Obama’s latter point on polarization is also quite true — especially if one is likening America in 2016 to a decade as chaotic and divided as the 1960s. At the same time, however, it’s hard not to feel like the country has become more divided in recent years. And a majority of Americans seem to agree on this: according to a 2013 survey from The Atlantic and Aspen Institute, six in ten Americans think the United States has become more divided in the past decade. The poll also found that Americans believe we are more divided today than at any other time since the Great Depression — with the notable exception of the Civil Rights era, i.e. the 1960s. [...]
“The American effort to achieve consensus on the appropriate balance between individual and collective freedom,” writes Woodard, “is hampered by the simple fact that America is not a unitary society with a single set of broadly accepted cultural norms, like Japan, Sweden, or Hungary.
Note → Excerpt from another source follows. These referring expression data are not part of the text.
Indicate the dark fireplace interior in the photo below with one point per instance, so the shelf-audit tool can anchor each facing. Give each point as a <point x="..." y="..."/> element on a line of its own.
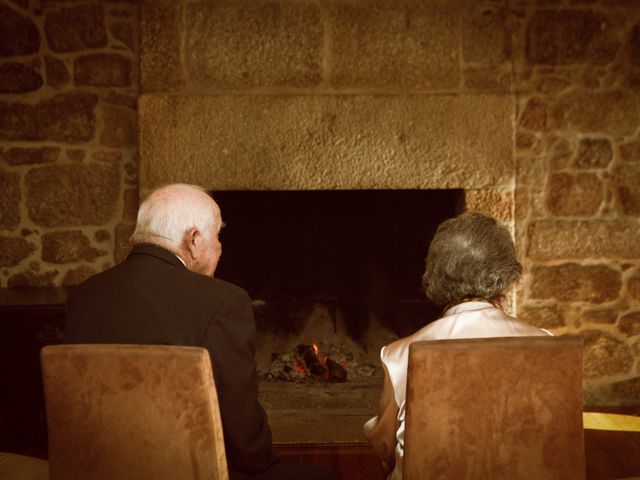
<point x="339" y="269"/>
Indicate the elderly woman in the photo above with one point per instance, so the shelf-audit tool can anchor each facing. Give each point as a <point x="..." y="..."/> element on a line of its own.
<point x="470" y="265"/>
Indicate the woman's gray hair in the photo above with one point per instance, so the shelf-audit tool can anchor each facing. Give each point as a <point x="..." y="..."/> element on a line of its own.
<point x="470" y="256"/>
<point x="171" y="211"/>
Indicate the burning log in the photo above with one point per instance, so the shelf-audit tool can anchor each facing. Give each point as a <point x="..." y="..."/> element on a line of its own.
<point x="320" y="365"/>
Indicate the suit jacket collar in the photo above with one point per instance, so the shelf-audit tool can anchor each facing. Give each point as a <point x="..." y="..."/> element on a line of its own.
<point x="158" y="252"/>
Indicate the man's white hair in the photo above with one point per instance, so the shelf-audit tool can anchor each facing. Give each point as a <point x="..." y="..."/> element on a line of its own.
<point x="171" y="211"/>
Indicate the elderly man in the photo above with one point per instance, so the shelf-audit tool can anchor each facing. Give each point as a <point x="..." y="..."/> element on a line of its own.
<point x="165" y="293"/>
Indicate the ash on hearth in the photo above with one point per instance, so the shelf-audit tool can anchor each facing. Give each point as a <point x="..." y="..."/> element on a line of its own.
<point x="307" y="363"/>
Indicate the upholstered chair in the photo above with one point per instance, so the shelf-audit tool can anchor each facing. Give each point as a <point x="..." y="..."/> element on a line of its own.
<point x="132" y="412"/>
<point x="495" y="408"/>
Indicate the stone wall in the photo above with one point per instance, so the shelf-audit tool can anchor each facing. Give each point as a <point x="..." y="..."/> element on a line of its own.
<point x="577" y="84"/>
<point x="256" y="94"/>
<point x="68" y="138"/>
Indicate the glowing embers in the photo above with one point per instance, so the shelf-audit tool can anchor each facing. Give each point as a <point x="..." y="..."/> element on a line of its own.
<point x="310" y="363"/>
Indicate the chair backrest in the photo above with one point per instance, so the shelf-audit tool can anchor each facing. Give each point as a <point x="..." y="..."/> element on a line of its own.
<point x="117" y="412"/>
<point x="498" y="408"/>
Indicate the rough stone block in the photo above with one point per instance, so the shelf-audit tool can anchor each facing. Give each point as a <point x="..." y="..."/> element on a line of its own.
<point x="102" y="70"/>
<point x="14" y="250"/>
<point x="534" y="116"/>
<point x="102" y="236"/>
<point x="626" y="180"/>
<point x="630" y="152"/>
<point x="9" y="199"/>
<point x="629" y="324"/>
<point x="76" y="28"/>
<point x="633" y="287"/>
<point x="565" y="37"/>
<point x="67" y="117"/>
<point x="571" y="282"/>
<point x="233" y="44"/>
<point x="57" y="74"/>
<point x="68" y="246"/>
<point x="130" y="209"/>
<point x="614" y="113"/>
<point x="122" y="99"/>
<point x="18" y="78"/>
<point x="635" y="45"/>
<point x="75" y="154"/>
<point x="30" y="156"/>
<point x="388" y="44"/>
<point x="326" y="142"/>
<point x="124" y="33"/>
<point x="483" y="38"/>
<point x="497" y="203"/>
<point x="76" y="276"/>
<point x="594" y="153"/>
<point x="574" y="240"/>
<point x="553" y="85"/>
<point x="602" y="316"/>
<point x="120" y="127"/>
<point x="486" y="78"/>
<point x="122" y="244"/>
<point x="160" y="55"/>
<point x="580" y="195"/>
<point x="107" y="156"/>
<point x="18" y="34"/>
<point x="67" y="195"/>
<point x="32" y="279"/>
<point x="542" y="317"/>
<point x="626" y="392"/>
<point x="604" y="355"/>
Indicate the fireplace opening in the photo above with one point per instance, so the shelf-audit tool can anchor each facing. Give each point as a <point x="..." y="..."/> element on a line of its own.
<point x="339" y="270"/>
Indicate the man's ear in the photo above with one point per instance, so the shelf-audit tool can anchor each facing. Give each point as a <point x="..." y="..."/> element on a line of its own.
<point x="192" y="240"/>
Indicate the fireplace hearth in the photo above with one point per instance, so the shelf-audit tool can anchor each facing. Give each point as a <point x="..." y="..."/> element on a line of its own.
<point x="338" y="269"/>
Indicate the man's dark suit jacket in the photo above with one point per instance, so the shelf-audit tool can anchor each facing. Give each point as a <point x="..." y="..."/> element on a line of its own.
<point x="152" y="298"/>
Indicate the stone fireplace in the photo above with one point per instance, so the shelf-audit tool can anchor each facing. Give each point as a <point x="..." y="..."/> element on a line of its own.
<point x="530" y="110"/>
<point x="476" y="96"/>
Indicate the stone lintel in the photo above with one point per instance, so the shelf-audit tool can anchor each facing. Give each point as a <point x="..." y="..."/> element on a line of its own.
<point x="326" y="142"/>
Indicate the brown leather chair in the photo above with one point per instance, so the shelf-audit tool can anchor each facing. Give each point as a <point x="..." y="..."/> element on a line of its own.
<point x="495" y="408"/>
<point x="117" y="412"/>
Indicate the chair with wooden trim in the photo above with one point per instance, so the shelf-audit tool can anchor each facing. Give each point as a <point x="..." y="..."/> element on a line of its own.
<point x="498" y="408"/>
<point x="132" y="412"/>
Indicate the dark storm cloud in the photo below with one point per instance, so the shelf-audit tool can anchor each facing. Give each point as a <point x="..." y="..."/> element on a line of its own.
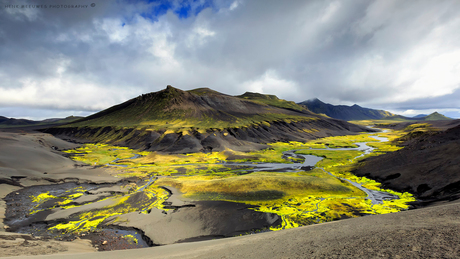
<point x="395" y="54"/>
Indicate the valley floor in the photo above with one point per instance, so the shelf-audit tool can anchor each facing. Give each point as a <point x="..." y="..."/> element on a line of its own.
<point x="427" y="232"/>
<point x="423" y="233"/>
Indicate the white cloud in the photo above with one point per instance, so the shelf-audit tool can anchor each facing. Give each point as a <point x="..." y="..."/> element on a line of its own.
<point x="374" y="53"/>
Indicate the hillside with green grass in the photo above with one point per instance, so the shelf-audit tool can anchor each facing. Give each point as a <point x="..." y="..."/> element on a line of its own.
<point x="174" y="109"/>
<point x="173" y="120"/>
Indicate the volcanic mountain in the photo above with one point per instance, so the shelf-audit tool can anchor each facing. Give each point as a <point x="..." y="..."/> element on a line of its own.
<point x="427" y="166"/>
<point x="14" y="123"/>
<point x="356" y="112"/>
<point x="179" y="121"/>
<point x="344" y="112"/>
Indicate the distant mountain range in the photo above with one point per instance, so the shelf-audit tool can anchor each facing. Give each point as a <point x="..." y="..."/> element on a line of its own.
<point x="177" y="121"/>
<point x="13" y="123"/>
<point x="356" y="112"/>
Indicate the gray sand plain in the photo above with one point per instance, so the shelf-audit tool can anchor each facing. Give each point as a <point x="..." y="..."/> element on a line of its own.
<point x="431" y="232"/>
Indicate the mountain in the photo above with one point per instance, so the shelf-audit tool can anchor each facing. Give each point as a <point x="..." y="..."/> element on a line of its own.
<point x="356" y="112"/>
<point x="14" y="123"/>
<point x="179" y="121"/>
<point x="344" y="112"/>
<point x="435" y="116"/>
<point x="428" y="165"/>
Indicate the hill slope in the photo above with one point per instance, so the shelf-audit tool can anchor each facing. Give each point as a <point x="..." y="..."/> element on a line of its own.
<point x="12" y="122"/>
<point x="179" y="121"/>
<point x="356" y="112"/>
<point x="428" y="165"/>
<point x="344" y="112"/>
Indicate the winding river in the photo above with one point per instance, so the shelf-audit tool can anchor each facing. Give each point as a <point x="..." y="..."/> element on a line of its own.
<point x="309" y="161"/>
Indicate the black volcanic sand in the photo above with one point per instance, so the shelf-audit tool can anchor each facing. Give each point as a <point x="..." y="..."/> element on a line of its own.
<point x="423" y="233"/>
<point x="184" y="222"/>
<point x="427" y="166"/>
<point x="199" y="220"/>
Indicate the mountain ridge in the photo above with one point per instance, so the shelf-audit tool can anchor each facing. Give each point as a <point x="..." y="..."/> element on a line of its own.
<point x="356" y="112"/>
<point x="344" y="112"/>
<point x="172" y="120"/>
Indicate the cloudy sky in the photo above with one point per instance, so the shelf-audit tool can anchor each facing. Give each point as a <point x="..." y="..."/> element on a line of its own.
<point x="77" y="57"/>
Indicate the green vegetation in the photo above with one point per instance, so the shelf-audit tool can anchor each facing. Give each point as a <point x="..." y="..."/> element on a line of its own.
<point x="174" y="110"/>
<point x="271" y="100"/>
<point x="299" y="197"/>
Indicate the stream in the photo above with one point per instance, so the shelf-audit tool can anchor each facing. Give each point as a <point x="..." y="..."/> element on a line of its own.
<point x="309" y="161"/>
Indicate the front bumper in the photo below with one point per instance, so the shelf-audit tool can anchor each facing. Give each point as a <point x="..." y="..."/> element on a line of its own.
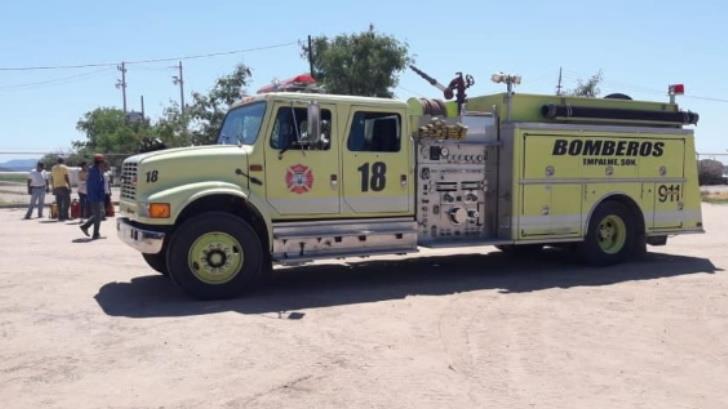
<point x="145" y="241"/>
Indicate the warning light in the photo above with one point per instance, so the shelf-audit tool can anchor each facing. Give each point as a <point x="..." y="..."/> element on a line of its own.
<point x="303" y="82"/>
<point x="676" y="89"/>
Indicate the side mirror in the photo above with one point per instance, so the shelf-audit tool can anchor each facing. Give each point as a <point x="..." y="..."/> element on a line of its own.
<point x="314" y="122"/>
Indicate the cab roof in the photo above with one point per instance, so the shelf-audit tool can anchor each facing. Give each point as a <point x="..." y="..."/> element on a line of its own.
<point x="322" y="98"/>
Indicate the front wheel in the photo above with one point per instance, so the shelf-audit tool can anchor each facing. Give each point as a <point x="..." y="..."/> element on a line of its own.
<point x="215" y="255"/>
<point x="611" y="237"/>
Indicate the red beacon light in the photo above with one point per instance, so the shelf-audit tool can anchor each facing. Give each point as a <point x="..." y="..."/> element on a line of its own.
<point x="675" y="89"/>
<point x="299" y="83"/>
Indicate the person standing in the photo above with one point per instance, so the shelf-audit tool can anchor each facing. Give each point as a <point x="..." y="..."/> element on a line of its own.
<point x="61" y="188"/>
<point x="107" y="188"/>
<point x="37" y="188"/>
<point x="82" y="176"/>
<point x="95" y="196"/>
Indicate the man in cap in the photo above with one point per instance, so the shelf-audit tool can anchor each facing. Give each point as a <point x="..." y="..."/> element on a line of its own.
<point x="37" y="188"/>
<point x="61" y="188"/>
<point x="95" y="196"/>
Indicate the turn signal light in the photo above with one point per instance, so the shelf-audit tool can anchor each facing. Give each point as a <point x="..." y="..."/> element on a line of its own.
<point x="159" y="210"/>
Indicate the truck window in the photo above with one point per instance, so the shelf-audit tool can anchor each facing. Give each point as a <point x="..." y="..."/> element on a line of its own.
<point x="374" y="132"/>
<point x="242" y="124"/>
<point x="285" y="128"/>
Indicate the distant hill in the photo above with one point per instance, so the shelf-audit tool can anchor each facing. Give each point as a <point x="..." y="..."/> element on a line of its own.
<point x="18" y="165"/>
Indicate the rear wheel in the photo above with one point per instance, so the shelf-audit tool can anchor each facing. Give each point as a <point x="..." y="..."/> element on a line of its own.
<point x="156" y="261"/>
<point x="611" y="237"/>
<point x="215" y="255"/>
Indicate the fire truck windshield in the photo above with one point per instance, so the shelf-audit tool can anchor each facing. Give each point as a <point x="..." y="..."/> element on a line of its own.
<point x="242" y="124"/>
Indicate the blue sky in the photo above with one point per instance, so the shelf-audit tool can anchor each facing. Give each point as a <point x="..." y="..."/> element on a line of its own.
<point x="640" y="46"/>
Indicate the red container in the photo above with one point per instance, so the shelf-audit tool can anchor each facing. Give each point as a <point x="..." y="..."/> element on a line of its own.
<point x="75" y="209"/>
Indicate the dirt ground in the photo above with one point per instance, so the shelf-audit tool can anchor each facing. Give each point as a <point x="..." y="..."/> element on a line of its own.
<point x="89" y="325"/>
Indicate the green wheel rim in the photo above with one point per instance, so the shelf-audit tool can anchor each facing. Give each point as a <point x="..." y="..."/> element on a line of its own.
<point x="215" y="258"/>
<point x="612" y="234"/>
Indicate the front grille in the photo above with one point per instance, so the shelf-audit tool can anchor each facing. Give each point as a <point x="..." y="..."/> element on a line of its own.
<point x="128" y="180"/>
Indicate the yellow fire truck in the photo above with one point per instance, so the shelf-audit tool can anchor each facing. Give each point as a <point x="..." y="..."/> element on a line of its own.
<point x="298" y="176"/>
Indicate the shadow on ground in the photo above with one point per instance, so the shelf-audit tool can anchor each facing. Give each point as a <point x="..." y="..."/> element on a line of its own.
<point x="369" y="281"/>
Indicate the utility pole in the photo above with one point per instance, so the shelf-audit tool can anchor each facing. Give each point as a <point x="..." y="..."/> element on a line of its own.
<point x="122" y="82"/>
<point x="310" y="56"/>
<point x="558" y="86"/>
<point x="179" y="80"/>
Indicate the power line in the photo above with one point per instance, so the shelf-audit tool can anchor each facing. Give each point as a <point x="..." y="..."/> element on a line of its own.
<point x="154" y="60"/>
<point x="55" y="80"/>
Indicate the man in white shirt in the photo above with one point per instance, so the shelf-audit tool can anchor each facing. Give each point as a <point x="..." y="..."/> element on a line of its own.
<point x="37" y="188"/>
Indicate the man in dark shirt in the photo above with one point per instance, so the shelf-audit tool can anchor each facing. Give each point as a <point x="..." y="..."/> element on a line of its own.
<point x="95" y="196"/>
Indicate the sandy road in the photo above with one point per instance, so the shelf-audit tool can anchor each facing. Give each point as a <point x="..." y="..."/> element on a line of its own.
<point x="89" y="325"/>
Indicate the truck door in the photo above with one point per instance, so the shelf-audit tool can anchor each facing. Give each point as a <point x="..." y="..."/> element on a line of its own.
<point x="302" y="179"/>
<point x="376" y="163"/>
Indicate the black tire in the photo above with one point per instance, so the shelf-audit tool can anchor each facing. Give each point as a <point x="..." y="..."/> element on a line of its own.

It’s a contentious federation comprising eleven competing regional cultures, most of them centuries old, each with a different take on the balance between individual liberty and the common good.” [...]
These regions have vastly different histories and cultural backgrounds, and their diverging political outlooks have clashed constantly throughout the country’s existence. Today, America is pretty solidly divided along partisan lines. The Democrats control regions that historically leaned towards the common good, including Yankeedom, the Left Coast, New Netherlands, while the Republicans control regions that historically leaned towards individualism (an enormously unequal and racist individualism, mind you), including the Deep South, Greater Appalachia and the Far West.